CAPÍTULO I - NASCIMENTO
Ao ser arrebatado do lugar onde eu existia, venho confuso. Minha mente não tem palavras. Ainda assim, provo o que descobrirei mais tarde como “desconforto”. Como saí assim do nada? Não, não tenho ainda conceitos. Mas houve mudança. Sou retirado da invólucro que me envolvia. Algo corta minha ligação com o mundo em que eu existia. A reação é instintiva: choro. Sinto medo e dor.

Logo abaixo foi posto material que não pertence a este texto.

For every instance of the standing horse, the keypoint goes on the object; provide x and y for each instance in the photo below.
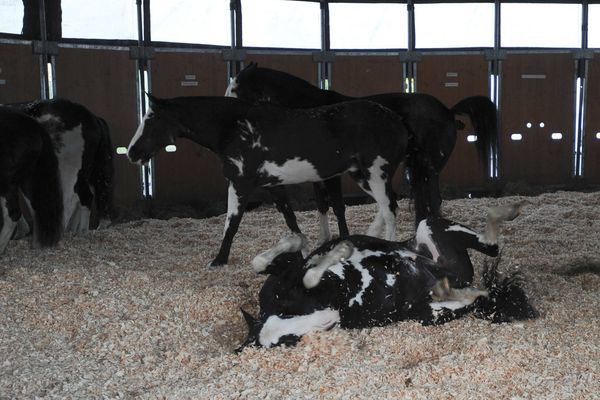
(430, 124)
(83, 146)
(269, 146)
(28, 165)
(361, 281)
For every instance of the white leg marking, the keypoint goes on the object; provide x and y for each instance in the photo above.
(233, 204)
(7, 228)
(324, 232)
(376, 226)
(230, 89)
(276, 327)
(424, 237)
(377, 185)
(140, 129)
(340, 252)
(288, 244)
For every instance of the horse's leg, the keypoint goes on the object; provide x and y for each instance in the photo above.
(322, 207)
(283, 206)
(334, 189)
(237, 199)
(288, 244)
(339, 253)
(7, 224)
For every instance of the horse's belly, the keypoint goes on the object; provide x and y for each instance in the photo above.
(290, 172)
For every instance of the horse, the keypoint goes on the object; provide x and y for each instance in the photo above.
(28, 166)
(431, 125)
(269, 146)
(83, 145)
(362, 281)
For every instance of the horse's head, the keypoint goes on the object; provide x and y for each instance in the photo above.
(159, 128)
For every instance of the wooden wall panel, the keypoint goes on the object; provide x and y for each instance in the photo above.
(367, 75)
(591, 165)
(104, 82)
(192, 172)
(451, 79)
(19, 73)
(537, 89)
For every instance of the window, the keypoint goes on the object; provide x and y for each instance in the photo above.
(276, 23)
(191, 21)
(594, 25)
(11, 16)
(540, 25)
(92, 19)
(454, 25)
(368, 26)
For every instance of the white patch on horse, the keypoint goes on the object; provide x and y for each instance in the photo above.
(250, 134)
(423, 237)
(70, 158)
(390, 279)
(291, 172)
(366, 279)
(460, 228)
(275, 327)
(140, 130)
(233, 205)
(378, 192)
(239, 164)
(230, 92)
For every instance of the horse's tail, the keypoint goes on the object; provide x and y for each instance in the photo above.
(103, 172)
(484, 118)
(47, 196)
(506, 300)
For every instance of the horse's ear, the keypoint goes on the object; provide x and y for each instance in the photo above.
(154, 101)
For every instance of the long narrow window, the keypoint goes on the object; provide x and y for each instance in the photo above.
(191, 21)
(594, 26)
(92, 19)
(284, 24)
(368, 26)
(454, 25)
(541, 25)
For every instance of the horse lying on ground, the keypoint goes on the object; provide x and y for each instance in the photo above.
(269, 146)
(431, 127)
(28, 165)
(83, 146)
(361, 281)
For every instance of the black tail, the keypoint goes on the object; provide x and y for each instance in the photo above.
(507, 300)
(46, 197)
(484, 118)
(102, 175)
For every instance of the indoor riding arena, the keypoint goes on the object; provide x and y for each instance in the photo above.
(161, 222)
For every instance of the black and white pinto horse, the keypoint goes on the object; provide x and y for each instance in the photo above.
(84, 150)
(362, 281)
(269, 146)
(430, 124)
(28, 166)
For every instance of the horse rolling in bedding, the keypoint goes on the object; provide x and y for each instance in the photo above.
(83, 146)
(28, 166)
(362, 281)
(269, 146)
(431, 127)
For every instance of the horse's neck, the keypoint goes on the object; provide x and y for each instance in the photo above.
(209, 124)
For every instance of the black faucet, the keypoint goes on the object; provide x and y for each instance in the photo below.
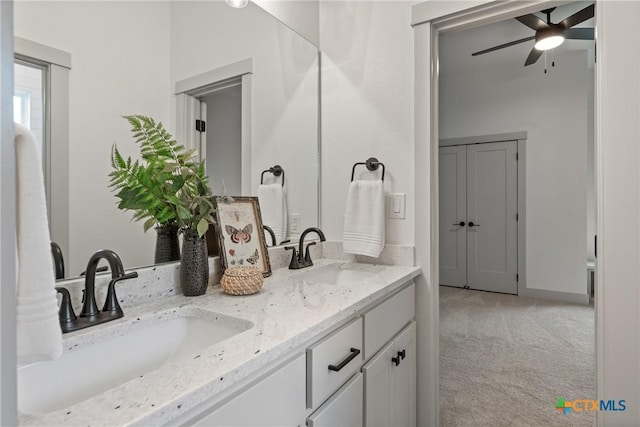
(90, 315)
(302, 258)
(58, 260)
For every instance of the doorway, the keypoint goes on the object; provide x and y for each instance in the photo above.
(429, 21)
(479, 216)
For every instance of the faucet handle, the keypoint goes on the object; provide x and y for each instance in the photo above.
(65, 313)
(111, 304)
(293, 265)
(307, 255)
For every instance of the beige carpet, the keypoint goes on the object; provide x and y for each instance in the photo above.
(505, 360)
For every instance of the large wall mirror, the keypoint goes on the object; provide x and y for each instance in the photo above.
(126, 58)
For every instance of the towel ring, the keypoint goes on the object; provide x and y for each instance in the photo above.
(276, 171)
(372, 165)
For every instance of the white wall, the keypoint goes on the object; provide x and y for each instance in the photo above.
(284, 85)
(367, 104)
(553, 109)
(120, 56)
(618, 266)
(8, 395)
(302, 16)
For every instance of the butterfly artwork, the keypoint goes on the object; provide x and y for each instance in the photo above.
(253, 258)
(239, 236)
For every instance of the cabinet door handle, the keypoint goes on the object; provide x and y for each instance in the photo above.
(346, 360)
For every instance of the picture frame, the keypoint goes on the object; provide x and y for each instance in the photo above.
(240, 233)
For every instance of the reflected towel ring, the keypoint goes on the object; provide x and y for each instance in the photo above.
(276, 171)
(372, 165)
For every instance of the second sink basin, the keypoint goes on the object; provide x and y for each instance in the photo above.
(341, 273)
(119, 354)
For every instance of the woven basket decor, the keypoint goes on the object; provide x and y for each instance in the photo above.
(241, 280)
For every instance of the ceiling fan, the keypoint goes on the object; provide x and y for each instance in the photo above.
(549, 35)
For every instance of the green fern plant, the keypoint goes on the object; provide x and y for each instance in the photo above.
(166, 186)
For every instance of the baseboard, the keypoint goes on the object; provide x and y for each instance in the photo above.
(555, 295)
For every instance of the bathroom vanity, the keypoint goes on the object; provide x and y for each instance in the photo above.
(332, 342)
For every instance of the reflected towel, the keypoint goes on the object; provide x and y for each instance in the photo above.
(38, 329)
(364, 219)
(273, 205)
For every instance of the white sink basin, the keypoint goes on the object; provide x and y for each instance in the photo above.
(341, 273)
(119, 354)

Estou entregue às estranhas criaturas, que não sei se me devorarão. Minhas sensações são táteis, pois meu olhos, em formação, nada veem, além de vultos. Minha existência foi descoberta. Sou um ser completamente indefeso. Apenas uma coisa sem nome e sem forças para fugir ou reagir. Sou erguido facilmente. As mãos que me erguem são seguras.

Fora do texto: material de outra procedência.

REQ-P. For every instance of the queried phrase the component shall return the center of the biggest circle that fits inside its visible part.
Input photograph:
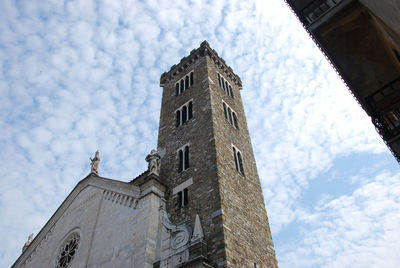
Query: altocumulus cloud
(77, 76)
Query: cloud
(78, 76)
(357, 230)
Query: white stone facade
(118, 224)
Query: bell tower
(208, 164)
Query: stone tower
(208, 164)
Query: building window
(230, 115)
(183, 198)
(68, 250)
(237, 156)
(225, 85)
(185, 83)
(183, 158)
(184, 113)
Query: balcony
(315, 9)
(385, 109)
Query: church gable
(99, 215)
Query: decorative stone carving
(154, 162)
(28, 242)
(197, 231)
(180, 233)
(95, 163)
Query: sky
(81, 76)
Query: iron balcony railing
(385, 109)
(316, 9)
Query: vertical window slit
(185, 197)
(225, 112)
(235, 124)
(240, 163)
(186, 157)
(178, 118)
(230, 115)
(184, 114)
(186, 82)
(180, 156)
(235, 157)
(190, 110)
(182, 87)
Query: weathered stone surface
(230, 205)
(118, 224)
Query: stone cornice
(118, 188)
(195, 54)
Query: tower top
(202, 51)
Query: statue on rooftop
(154, 162)
(95, 163)
(28, 242)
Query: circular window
(67, 251)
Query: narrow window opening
(235, 124)
(185, 197)
(186, 82)
(178, 118)
(235, 158)
(180, 199)
(184, 114)
(180, 156)
(230, 115)
(190, 111)
(186, 157)
(182, 87)
(241, 170)
(225, 112)
(397, 54)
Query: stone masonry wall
(246, 229)
(230, 205)
(198, 133)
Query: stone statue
(95, 163)
(154, 162)
(28, 242)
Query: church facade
(199, 204)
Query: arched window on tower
(235, 124)
(186, 163)
(230, 91)
(180, 159)
(225, 111)
(237, 156)
(241, 170)
(184, 114)
(178, 118)
(190, 110)
(186, 82)
(230, 115)
(182, 88)
(183, 158)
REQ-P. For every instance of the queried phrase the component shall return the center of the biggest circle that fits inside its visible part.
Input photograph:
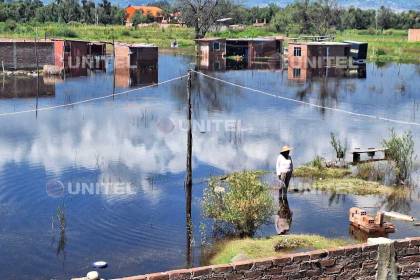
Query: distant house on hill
(155, 12)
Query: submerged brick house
(213, 51)
(136, 64)
(20, 54)
(76, 57)
(308, 58)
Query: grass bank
(390, 45)
(341, 180)
(226, 251)
(161, 37)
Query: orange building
(156, 12)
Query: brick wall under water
(398, 259)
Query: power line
(91, 99)
(308, 103)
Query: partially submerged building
(306, 59)
(214, 50)
(414, 35)
(358, 51)
(136, 64)
(76, 57)
(21, 54)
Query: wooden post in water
(37, 71)
(114, 65)
(188, 177)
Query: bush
(125, 33)
(381, 52)
(340, 148)
(370, 172)
(400, 149)
(317, 162)
(241, 201)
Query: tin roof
(320, 43)
(136, 45)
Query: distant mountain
(363, 4)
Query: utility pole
(37, 71)
(113, 64)
(188, 177)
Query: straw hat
(285, 149)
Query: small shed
(211, 47)
(318, 54)
(358, 50)
(135, 55)
(77, 56)
(20, 54)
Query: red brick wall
(21, 55)
(350, 262)
(414, 35)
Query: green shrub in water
(241, 201)
(400, 149)
(339, 147)
(10, 25)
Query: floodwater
(134, 146)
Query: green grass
(152, 34)
(391, 45)
(320, 173)
(225, 251)
(351, 186)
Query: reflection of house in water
(325, 59)
(135, 64)
(20, 54)
(226, 54)
(77, 57)
(25, 87)
(216, 54)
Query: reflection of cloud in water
(97, 136)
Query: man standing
(284, 169)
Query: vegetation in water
(400, 150)
(240, 200)
(339, 148)
(351, 186)
(314, 172)
(225, 251)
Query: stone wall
(362, 261)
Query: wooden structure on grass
(370, 152)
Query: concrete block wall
(361, 261)
(21, 55)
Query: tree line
(302, 16)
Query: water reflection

E sou colocado sobre a coisa de onde vim. Um lugar macio e quente que emite um ruído agradável, que me lembra do sonho da terra onde eu vivia. Decididamente reconheço este som protetor e descubro que sou lábios, lábios que procuram sem saber por uma fonte que me acalme e me dê prazer. Contudo, estou ainda aturdido e cego em um mundo de toques, sons e cheiros.
Descubro o tempo, pois a dor e o medo passam. E que tenho prolongamentos que não conheço e me causam surpresas. Sobre os desejos meu controle é limitado. Preciso de muitas coisas. Saber comunicar-me. Felizmente “mamãe” consegue prever muitas coisas. Sei que ela é “mamãe” porque este som é repetido diversas vezes, tanto pelo ser que cuida de mim, quanto pelos outros seres que vêm e que vão. Mas não posso reproduzir ainda este som.
O tempo passa, mas ele é infinito. E há uma sucessão de dores e prazeres com os quais, aos poucos, me acostumo. Descubro que posso movimentar os braços e as pernas. Tenho controle sobre meu corpo, Perco o medo dos outros, afinal, minha “mamãe” aparece se eu choro. Meus olhos se tornam aos poucos desanuviados. Preciso aprender a comunicar. Os outros sempre abrem os orifícios que trazem sob uma protuberância com a qual às vezes tocam e fazem movimentos me trazendo sensações agradáveis. Posso imitar este. Percebo que os outros se tornam mais amigáveis quando faço isto. Descubro o que depois saberei o que se chama “sorriso”.